Begini, memang kerugian terbesar dari kasus 3 dialami oleh korban defri.
Namun apa yang dialami faisal sebagi penjual tentu bisa merusak reputasinya dan
ke depannya bisa jadi akan sangat mempengaruhi penjualan dari faisal. Dan satu
lagi, defri secara langsung telah tertipu dengan memberikan dana berlebih
(yang asalnya dari faisal) kepada Penipu.
Bagaimana cara menghindari penipuan transaksi segitiga
seperti kasus 3 kasus diatas?
Dalam hal ini yang sangat harus diperhatikan adalah kebijakan dari
rekber yang digunakan. Sebagai catatan khusus, rekber yang baik adalah rekber
yang mewajibkan anggotanya untuk mencantumkan rekening yang dimiliki calon
anggota dan wajib didaftarkan untuk diverifikasi ketika mendaftar. Rekber
kemudian akan memproses setiap transaksi dari anggota-anggota terdaftar dengan
tujuan atau yang berasal dari rekening-rekening yang sudah terdaftar. Jika ada
transaksi yang meminta tujuan “dialihkan” ke rekening tertentu, tentu ada
sebuah kejanggalan dan pihak rekber tentu memiliki kebijakan sendiri dan berhak
membatalkan transaksi tersebut untuk melindungi dana pembeli dan reputasi
penjual. Bukan begitu?
Bagaimana kita bisa menilai rekber yang benar-benar menjamin keamanan
bertransaksi? Rekber yang terjamin keamanannya biasanya memiliki beberapa ciri
tertentu. Pertama, sebagai pihak ketiga dalam hal
pembayaran online, Rekber tentunya memiliki website resmi sendiri. Website
resmi dalam hal pembayaran sendiri tentunya harus memiliki sistem
keamanan sendiri. Oleh karena itu, website pembayaran yang aman biasanya
menggunakan secure website (terlihat di bar alamat website dan biasanya dengan
menggunakan https://).
Kedua, sebagai badan usaha, rekber yang aman adalah rekber yang memiliki
badan hukum usaha atau dengan kata lain sudah berdiri sebagai perseroan (PT)

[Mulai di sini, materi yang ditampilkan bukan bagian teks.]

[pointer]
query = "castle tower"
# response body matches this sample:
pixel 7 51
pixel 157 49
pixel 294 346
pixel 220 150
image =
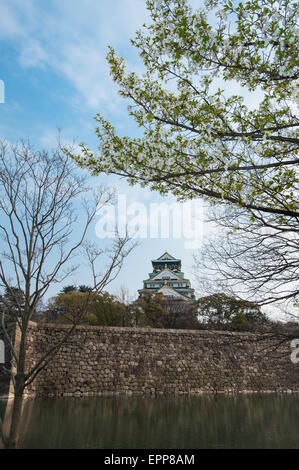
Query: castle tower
pixel 168 279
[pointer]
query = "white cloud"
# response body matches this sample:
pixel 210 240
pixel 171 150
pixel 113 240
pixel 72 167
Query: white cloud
pixel 72 40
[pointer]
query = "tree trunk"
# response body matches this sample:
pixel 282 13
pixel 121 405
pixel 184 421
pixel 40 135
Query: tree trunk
pixel 14 433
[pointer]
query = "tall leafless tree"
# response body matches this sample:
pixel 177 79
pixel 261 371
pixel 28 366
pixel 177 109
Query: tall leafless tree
pixel 46 208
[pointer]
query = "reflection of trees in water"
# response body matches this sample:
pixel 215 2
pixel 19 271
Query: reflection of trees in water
pixel 172 422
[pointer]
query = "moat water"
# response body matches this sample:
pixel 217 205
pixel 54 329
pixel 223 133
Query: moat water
pixel 182 422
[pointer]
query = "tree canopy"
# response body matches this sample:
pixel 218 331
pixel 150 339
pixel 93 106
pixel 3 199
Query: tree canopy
pixel 216 104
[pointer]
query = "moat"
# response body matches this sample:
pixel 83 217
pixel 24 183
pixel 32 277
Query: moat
pixel 183 422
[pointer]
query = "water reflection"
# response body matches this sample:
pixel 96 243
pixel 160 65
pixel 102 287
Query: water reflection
pixel 259 421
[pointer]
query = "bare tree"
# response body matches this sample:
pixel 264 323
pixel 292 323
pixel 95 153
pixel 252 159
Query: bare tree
pixel 256 257
pixel 46 211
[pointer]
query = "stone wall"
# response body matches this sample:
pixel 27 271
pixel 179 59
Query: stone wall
pixel 109 360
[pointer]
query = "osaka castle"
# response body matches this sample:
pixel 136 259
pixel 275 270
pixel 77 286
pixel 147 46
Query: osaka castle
pixel 168 279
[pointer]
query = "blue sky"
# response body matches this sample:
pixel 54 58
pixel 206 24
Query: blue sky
pixel 56 77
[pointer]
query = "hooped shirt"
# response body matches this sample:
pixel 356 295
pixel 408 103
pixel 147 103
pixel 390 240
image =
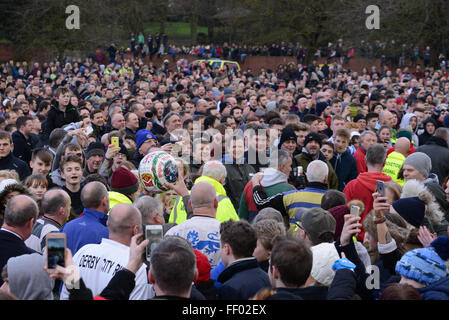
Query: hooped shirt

diatas dari jasa rekber tersebut.
Ketiga, berhubungan dengan pernyataan kedua di atas, sebagai sebuah badan
hukum atau perseroan, sebuah rekber memiliki rekening atas nama perusahaan.

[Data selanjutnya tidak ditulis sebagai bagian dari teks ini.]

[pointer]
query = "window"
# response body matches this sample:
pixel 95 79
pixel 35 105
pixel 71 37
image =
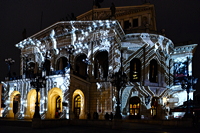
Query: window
pixel 154 105
pixel 153 72
pixel 135 70
pixel 61 63
pixel 101 65
pixel 127 24
pixel 135 23
pixel 16 101
pixel 81 66
pixel 134 106
pixel 77 106
pixel 46 66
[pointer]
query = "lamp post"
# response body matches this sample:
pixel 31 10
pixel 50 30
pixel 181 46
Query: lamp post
pixel 188 84
pixel 38 82
pixel 9 62
pixel 119 79
pixel 70 50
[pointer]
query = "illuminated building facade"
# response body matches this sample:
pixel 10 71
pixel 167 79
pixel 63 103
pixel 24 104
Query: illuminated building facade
pixel 78 58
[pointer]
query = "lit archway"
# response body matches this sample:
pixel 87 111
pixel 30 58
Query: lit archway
pixel 55 96
pixel 12 96
pixel 78 102
pixel 134 107
pixel 31 99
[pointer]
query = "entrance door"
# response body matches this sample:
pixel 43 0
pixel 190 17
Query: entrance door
pixel 77 106
pixel 16 101
pixel 134 107
pixel 154 105
pixel 58 107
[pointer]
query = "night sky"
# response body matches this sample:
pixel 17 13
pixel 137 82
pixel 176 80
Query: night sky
pixel 180 19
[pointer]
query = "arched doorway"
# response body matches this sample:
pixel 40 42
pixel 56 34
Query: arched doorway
pixel 14 104
pixel 31 99
pixel 55 98
pixel 78 104
pixel 16 101
pixel 58 107
pixel 101 65
pixel 81 66
pixel 134 107
pixel 154 106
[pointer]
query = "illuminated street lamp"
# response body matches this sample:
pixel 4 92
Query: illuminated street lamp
pixel 188 84
pixel 119 80
pixel 70 50
pixel 9 62
pixel 38 82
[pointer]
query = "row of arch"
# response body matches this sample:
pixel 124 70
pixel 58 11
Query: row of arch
pixel 100 67
pixel 53 101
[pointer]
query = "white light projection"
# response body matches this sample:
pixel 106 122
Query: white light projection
pixel 91 37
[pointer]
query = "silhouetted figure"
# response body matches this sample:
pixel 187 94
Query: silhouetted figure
pixel 24 34
pixel 113 10
pixel 95 116
pixel 107 116
pixel 88 116
pixel 97 3
pixel 111 116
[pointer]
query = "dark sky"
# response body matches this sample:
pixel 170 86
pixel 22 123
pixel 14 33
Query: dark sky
pixel 180 19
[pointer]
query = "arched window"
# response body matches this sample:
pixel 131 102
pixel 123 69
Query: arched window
pixel 154 106
pixel 81 66
pixel 135 70
pixel 16 101
pixel 58 107
pixel 134 107
pixel 31 69
pixel 47 65
pixel 101 65
pixel 77 106
pixel 62 62
pixel 153 72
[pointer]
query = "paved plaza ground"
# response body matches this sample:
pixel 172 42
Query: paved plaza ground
pixel 138 128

Walau menggunakan jasa berbagai bank dalam layanannya, semua rekening
dari masing-masing bank pasti adalah rekening atas nama perusahaan (bukan
rekening perorangan).
Selain tiga kasus diatas, masih ada kasus lain yang sudah terjadi atau
bahkan akan terjadi.
Bagaimana perlindungan yang bisa didapat oleh korban ?

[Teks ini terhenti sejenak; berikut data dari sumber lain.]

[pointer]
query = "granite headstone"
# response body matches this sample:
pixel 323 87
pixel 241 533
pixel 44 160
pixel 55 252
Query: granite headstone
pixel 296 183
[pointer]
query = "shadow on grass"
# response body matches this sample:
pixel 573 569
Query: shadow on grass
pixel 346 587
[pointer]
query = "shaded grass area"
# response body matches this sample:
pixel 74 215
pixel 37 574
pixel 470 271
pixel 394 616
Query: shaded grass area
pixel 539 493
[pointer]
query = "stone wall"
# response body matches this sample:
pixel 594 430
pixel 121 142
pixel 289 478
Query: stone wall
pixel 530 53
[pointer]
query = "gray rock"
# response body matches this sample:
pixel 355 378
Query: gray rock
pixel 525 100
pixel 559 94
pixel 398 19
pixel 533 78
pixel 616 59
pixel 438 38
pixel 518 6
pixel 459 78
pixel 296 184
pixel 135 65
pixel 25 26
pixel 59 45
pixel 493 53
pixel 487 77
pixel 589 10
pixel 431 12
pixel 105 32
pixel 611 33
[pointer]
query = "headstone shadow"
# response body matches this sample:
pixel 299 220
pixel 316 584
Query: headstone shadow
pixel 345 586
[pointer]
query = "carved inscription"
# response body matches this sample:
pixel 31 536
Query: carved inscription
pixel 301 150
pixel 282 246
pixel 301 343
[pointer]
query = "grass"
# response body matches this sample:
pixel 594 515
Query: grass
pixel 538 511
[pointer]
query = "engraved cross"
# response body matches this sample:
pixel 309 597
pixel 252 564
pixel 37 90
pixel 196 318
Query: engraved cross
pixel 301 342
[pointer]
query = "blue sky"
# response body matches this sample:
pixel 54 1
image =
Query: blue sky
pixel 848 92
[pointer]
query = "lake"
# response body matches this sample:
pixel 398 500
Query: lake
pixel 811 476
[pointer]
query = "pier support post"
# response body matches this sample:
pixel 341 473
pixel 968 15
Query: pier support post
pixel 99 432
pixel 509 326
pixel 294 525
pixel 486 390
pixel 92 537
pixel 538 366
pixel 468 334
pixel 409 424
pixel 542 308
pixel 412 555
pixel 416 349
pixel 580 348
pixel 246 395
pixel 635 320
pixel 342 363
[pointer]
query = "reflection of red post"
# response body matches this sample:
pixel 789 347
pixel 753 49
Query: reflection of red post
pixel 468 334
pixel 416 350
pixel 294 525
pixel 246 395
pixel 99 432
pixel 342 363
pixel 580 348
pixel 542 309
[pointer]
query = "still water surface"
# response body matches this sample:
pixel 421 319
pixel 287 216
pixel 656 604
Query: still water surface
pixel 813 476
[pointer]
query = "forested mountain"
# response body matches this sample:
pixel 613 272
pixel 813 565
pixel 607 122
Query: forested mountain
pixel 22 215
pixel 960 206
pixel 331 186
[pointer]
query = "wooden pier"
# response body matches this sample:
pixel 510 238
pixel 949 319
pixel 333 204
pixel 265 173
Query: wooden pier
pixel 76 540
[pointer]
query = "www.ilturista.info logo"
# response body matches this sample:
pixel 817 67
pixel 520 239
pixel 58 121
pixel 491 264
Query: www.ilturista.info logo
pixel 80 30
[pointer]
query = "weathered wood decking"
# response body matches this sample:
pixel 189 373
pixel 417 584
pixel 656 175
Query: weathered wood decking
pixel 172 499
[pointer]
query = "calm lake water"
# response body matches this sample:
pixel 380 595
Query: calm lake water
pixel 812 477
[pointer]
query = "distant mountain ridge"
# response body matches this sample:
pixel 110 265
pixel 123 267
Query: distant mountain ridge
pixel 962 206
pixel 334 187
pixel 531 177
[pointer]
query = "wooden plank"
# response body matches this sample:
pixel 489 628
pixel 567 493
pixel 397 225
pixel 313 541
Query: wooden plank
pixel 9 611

bagaimana hukum Indonesia mengatasi hal tersebut?
Pada tahun 2008, pemerintah Indonesia telah menerbitkan Undang-Undang No 11
tahun 2008 tentang Informasi dan Transaksi Elektronik (UU ITE). Dalam UU ITE
ini diatur mengenai transaksi elektronik dimana salah satunya adalah kegiatan
mengenai online shop ini. Sebelum membahas lebih lanjut mengenai upaya UU ITE
ini dalam memberikan perlindungan terhadap konsumen ada baiknya kita mengerti
terlebih dahulu apa yang dimaksud dengan transaksi elektronik.
Dalam pasal 1 ayat 2 UU ITE ini yang dimaksud dengan transaksi elektronik
adalah “perbuatan hukum yang dilakukan dengan menggunakan Komputer, jaringan
Komputer, dan/atau media elektronik lainnya”
Sesuai dengan pengertian diatas, maka kegiatan jual beli yang dilakukan
melalui komputer ataupun handphone dapat dikategorikan sebagai suatu transaksi
elektronik.
UU ITE juga mewajibkan pelaku usaha untuk memberikan informasi yang lengkap
dan benar. Kewajiban tersebut terdapat dalam Pasal 9 UU ITE yang berbunyi :
“Pelaku usaha yang menawarkan produk melalui sistem elektronik harus
menyediakan informasi yang lengkap dan benar berkaitan dengan syarat kontrak,
produsen, dan produk yang ditawarkan”
Dalam penjelasannya disebutkan bahwa yang dimaksud dengan “informasi yang
lengkap dan benar” adalah meliputi :
1. Informasi yang memuat identitas serta
status subjek hukum dan kompetensinya, baik sebagai produsen, pemasok,
penyelenggara maupun perantara;
2. Informasi lain yang menjelaskan hal
tertentu yang menjadi syarat sahnya perjanjian serta menjelaskan barang
dan/atau jasa yang ditawarkan seperti nama, alamat, dan deskripsi barang/jasa.
Saat ini banyak pelaku usaha di Indonesia yang tidak mengetahui mengenai
kewajibannya sebagai pelaku usaha. Masih banyak pelaku usaha yang tidak
mencantumkan alamatnya sebagai bentuk informasi yang disediakan, ataupun
deskripsi mengenai barang/jasa yang ditawarkan tidak lengkap sehingga dapat
merugikan konsumen.
Masalah lain yang dapat terjadi dalam suatu transaksi jual beli secara
online ini adalah masalah mengenai kapan saat terjadinya transaksi jual-beli?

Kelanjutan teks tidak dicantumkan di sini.